We thus brought here new evidence of the involvement of the cholinergic system during aging and their dysfunction in AD, hence further supporting its interests as therapeutic target in AD. In particular, the involvement of α7-nAChR in this context may suggest this family of receptors as a potential target in AD [105-107]. Overall, this strongly supports the need for longitudinal in vivo multimodality investigations of the cholinergic system in animal models, as well as clinical settings to fully understand the changes in both ACh and its receptors in AD. In particular, the measurement of ACh levels in the basal forebrain in animal models and should be considered in future investigations.
Cognitive deficits in the TgF344-AD model have been previously reported from 6 m in the Barnes maze and at 13 m  and 24m using NOR . Here, we assessed NOR at the earlier time-points of 3 m, 6 m, 12 m and 18 m. At both 3 and 6 m, we did not observe significantly reduced performance in these rats suggesting there is no cognitive decline in TG compared to WT rats at these ages. However, we did observe reduced locomotor activity in both WT and TG rats from 12 m, which reduced their ability to perform the task. We observed deficits in social interaction at 9m of age with no changes at other time points. These results suggest that i) subsequent time-points between 18 m and 24m and ii) more refined tests, such as Morris water maze (MWM) and reversed-MWM  or delayed non-matching-to-sample task [23, 97], might be better suited to investigate the TgF344-AD rats. However, even with more sophisticated tests the cognitive deficits observed in TgF344-AD when compared to WT at various ages remain modest [23, 28, 97] requiring a thorough analysis of all parameters recorded  in order to observe significant differences. Reduced locomotor activity has previously been reported in Fischer male rats compared to other strains [46, 108] and could affect the ability of the rats to perform the NOR test. The fact that the same rats were monitored longitudinally at various age in the same environment may also explained a certain lack of motivation to perform the tests, although rats were exposed to totally new objects in the NOR tests and new conspecific animals for the social interaction test at each time-points. Altogether, our results are nevertheless in line with previous reports showing low motor activity , and anxious-depressive-like behaviour in the TgF344-AD . The previously reported anxiety of the Fischer-344 strain [45, 46, 111] coupled with reduced locomotion in both WT and TG animals experienced here suggests that back-crossing transgenic rats generated on a Fischer-344 background in another strain such as Wistar or Lister-hooded should be considered when behavioural parameters are particularly important read-outs.

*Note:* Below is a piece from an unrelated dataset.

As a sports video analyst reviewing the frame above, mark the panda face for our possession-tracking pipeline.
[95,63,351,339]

MRS permits the non-invasive detection of biochemical changes in vivo, allowing potential identification of changes in regional brain metabolites prior to anatomical or disease manifestation. We here report the first MRS investigation of the TgF344-AD rats. We notably observed alterations in hippocampal NAA and tCho, and cortical Taurine levels between genotypes with age. Interestingly, decreased hippocampal NAA levels were observed in TG but not in WT rats with age. NAA has long been considered as a marker of neuronal density , though it may better be described as a marker of neuronal function [112-115]. Therefore, decreased NAA levels are indicative of neuronal/brain dysfunction, hence our results suggest that hippocampal neuronal dysfunction occurred with age and worsened in the presence of AD-like pathology in TgF344-AD rats. This is consistent with multiple reports of decreased hippocampal NAA levels in AD and MCI patients [116-123], and in mouse models of AD [124-127] including our recent study using a mouse model  with the same mutations as the TgF344-AD rat . Similar changes in NAA were also observed in the other TG rat model of AD McGill-R-Thy1-APP at 3 m or 9m of age [128, 129].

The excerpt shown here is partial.